The Mkvoice application is currently ANSI; to use it for non-English TTS, compile it as Unicode.

If you modify SR compliance tests, use the newly-compiled version of srcomp.dll and then copy srcomp.dll to the Microsoft Speech SDK 5.1\tools\comp\bin folder.

A speech application using the InProc engine will fail to load if Speech properties in Control Panel is open, as the latter uses the shared engine. Exit all sample applications to start Speech properties in Control Panel.

From the command line, Gramcomp.exe cannot open files that contain spaces in the name. Rename the file so that it does not contain spaces.

Miscellaneous Issues

The ISpeechFileStream Read method operates on text streams differently than on audio streams. If you Open a file with the SPFMCreateAlways option, Write text data to the file, and Seek to zero, you can Read the data back. If you Open a file with the SPFMCreateAlways option, Speak audio data to the file, and Seek to zero, an attempt to Read will fail.

SR compliance tests use the LoadStringW() function that depends on Unicode data. Because Windows 98 and Windows Me do not support Unicode, these tests will neither compile nor run with these platforms.

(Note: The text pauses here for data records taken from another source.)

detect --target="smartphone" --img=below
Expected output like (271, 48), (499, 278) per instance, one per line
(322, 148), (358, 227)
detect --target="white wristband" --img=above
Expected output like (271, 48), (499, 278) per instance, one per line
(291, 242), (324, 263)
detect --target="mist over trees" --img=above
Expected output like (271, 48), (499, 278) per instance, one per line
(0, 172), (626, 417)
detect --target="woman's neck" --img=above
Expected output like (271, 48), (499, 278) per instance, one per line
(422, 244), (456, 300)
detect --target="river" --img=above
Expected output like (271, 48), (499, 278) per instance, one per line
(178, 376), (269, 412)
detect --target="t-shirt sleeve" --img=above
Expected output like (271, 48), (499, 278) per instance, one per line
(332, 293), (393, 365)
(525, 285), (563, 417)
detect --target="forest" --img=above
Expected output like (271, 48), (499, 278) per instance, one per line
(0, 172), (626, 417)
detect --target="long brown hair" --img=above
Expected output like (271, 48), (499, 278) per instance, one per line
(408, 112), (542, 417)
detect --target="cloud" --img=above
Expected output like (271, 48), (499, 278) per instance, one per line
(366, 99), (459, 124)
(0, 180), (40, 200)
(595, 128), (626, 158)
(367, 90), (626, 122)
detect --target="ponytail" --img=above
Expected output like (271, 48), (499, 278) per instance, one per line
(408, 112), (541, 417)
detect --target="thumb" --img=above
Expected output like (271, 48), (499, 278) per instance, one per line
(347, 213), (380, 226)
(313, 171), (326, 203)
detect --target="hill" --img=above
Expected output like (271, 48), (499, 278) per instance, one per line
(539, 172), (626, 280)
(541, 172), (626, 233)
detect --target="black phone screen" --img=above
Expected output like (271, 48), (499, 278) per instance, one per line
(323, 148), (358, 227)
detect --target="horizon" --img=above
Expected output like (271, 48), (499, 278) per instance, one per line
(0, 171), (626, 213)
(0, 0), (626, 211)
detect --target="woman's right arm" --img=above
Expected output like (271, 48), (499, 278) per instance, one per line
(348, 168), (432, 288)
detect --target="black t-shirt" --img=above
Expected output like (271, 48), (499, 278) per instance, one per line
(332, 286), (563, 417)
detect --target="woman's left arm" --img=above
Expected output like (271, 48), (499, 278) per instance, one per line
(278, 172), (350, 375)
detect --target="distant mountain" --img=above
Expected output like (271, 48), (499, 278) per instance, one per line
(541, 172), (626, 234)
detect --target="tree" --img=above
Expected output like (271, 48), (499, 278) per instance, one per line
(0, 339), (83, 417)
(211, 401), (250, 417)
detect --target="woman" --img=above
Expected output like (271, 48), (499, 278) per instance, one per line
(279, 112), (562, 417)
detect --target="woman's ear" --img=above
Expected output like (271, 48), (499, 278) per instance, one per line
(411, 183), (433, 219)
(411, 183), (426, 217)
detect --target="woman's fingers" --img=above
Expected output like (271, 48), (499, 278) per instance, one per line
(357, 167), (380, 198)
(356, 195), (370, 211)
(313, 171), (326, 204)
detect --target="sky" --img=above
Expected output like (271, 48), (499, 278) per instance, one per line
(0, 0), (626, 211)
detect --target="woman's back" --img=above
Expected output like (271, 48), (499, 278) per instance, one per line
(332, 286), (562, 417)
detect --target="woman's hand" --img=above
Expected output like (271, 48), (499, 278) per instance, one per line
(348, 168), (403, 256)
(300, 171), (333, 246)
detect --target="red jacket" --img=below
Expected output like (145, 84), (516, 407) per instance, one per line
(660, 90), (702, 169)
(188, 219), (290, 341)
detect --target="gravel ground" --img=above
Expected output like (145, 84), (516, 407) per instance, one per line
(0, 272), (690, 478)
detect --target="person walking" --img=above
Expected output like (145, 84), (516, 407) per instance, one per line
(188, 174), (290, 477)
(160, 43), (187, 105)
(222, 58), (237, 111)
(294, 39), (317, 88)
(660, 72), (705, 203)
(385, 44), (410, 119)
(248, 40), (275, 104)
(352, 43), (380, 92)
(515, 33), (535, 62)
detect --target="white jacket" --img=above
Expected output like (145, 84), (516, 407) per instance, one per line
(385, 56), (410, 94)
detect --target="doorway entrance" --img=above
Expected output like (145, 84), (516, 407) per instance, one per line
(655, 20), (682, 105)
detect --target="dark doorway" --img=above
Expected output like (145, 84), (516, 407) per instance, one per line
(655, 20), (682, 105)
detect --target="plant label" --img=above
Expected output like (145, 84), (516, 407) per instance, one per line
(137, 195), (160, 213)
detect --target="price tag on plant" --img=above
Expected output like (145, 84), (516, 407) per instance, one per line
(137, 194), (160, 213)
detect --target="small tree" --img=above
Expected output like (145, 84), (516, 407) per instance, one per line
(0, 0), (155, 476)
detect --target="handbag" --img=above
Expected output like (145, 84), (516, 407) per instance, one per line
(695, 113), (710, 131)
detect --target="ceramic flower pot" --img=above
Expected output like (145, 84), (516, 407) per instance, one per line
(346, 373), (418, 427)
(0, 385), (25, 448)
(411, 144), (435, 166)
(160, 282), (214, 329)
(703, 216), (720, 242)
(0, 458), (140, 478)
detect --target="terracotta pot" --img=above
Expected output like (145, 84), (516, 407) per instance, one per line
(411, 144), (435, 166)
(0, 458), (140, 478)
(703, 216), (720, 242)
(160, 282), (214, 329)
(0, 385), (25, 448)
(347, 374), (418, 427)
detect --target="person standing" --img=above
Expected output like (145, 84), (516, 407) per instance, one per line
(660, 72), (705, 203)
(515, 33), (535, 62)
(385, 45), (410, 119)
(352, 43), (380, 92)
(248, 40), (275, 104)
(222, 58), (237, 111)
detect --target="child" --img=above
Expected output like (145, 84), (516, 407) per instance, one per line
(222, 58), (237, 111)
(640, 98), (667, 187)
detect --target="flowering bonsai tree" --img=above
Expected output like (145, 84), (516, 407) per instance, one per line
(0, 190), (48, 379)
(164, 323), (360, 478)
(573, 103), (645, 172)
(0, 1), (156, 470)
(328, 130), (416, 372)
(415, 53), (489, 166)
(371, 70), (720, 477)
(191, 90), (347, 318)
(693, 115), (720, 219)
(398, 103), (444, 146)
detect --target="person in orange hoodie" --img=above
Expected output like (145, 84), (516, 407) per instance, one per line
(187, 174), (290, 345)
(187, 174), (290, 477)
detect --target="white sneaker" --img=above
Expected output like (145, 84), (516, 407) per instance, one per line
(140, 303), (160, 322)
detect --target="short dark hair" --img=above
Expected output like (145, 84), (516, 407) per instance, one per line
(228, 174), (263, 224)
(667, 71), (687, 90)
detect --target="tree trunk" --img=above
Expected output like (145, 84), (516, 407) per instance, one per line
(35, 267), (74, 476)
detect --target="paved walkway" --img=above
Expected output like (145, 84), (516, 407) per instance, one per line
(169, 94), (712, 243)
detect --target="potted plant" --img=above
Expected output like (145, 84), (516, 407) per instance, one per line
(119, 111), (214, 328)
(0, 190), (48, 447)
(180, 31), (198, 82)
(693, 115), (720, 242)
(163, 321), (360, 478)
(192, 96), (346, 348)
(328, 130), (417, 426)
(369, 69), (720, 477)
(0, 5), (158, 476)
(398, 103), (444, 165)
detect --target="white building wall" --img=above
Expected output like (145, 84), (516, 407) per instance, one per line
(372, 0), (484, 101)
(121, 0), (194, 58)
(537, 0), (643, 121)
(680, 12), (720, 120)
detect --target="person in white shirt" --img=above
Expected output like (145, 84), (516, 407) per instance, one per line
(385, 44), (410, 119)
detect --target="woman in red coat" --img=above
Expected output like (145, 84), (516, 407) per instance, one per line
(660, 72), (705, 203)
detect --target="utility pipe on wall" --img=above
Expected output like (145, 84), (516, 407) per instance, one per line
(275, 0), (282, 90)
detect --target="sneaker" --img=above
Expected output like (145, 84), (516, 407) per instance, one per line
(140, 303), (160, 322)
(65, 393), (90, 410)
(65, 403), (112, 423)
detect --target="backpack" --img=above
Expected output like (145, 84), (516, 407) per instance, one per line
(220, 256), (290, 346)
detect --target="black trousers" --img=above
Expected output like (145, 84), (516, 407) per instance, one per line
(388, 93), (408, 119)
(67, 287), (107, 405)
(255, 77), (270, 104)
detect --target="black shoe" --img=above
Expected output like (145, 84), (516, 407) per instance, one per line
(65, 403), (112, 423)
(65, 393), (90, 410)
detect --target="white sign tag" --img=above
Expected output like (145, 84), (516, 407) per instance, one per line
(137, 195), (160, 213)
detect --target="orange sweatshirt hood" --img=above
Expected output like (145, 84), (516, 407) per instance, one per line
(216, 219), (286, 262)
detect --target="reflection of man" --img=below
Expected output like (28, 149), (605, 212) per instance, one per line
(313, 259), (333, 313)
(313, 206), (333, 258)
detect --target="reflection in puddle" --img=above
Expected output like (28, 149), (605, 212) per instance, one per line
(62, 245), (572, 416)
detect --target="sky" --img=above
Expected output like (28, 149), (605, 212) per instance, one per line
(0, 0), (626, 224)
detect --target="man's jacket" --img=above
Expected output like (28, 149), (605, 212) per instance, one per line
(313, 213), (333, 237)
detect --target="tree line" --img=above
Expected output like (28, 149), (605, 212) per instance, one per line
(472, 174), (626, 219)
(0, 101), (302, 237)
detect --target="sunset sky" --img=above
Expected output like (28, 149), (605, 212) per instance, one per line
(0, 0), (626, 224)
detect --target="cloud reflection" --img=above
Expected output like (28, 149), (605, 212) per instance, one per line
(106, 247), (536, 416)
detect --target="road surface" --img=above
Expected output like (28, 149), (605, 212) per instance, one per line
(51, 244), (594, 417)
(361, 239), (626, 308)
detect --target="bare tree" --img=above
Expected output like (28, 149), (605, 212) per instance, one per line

Many grammar operations are asynchronous for efficiency and result in the inability of the application to detect errors unless the engine is in the stopped or paused state. Hence, if the application needs to test for errors in grammar loading operations and/or setting a CFG or dictation rule state, the application should pause the engine first, perform the operation, and then unpause the engine. This is recommended mainly for debugging a speech application.